Three women who lived through the 1982 massacre at Palestinian refugee camps in Lebanon remember harrowing killings.
Former Israeli prime minister Ariel Sharon is in a critical condition, after hospital staff treating him said his life was in danger.
Dr Zeev Rotstein, director of Tel Hashomer hospital in Tel Aviv, said Thursday that Sharon’s health had deteriorated during the past two days and that a number of vital organs were suffering from “critical malfunction”.
“He is in a critical condition and his life is definitely in danger,” Rotstein said.
“The feeling of the doctors treating him and also that of the family with him is that there is a turn for the worse.”
It was the first official medical statement on Sharon’s health after reports on Wednesday said he had suffered a kidney malfunction.
Sharon had a stroke on January 4, 2006, slipping into a coma from which he has never recovered.
He has been getting medical care and receiving fluids through a feeding tube.

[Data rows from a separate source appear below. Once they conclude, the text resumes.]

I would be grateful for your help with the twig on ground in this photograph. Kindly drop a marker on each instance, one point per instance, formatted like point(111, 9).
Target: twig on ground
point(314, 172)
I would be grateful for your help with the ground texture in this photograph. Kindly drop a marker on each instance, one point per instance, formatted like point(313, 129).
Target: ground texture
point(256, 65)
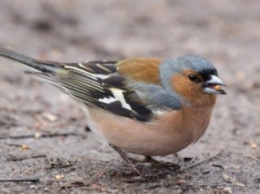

Last September, Sharon underwent abdominal surgery to correct a problem in his intravenous feeding system.
The operation, which lasted an hour, was planned several months beforehand.
Israeli and US specialists said in January 2013 that Sharon had shown “significant brain activity” in an MRI scan, responding to pictures of his family seven years after the stroke.
In 1983, an Israeli investigative commission concluded that Israeli leaders were “indirectly responsible” for the killings at the Palestinian refugee camps, Sabra and Shatila, in Lebanon, and that Sharon, who was defence minister at the time, bore “personal responsibility” for failing to prevent them.
Sharon later found popularity as prime minister from 2001 to 2006. He led Israel’s military response to the Palestinian uprising known as the second intifada, all but ending it by 2004.
The next year, he reversed his years of pro-settlement policies and pulled all of Israel’s soldiers and settlers out of the Gaza Strip.
That same year he left the Likud Party, which he helped found, and formed the centrist Kadima, a party designed to be centred largely on his own personality.
But only months later, at the age of 77 and considerably overweight, Sharon suffered a series of strokes that left him comatose.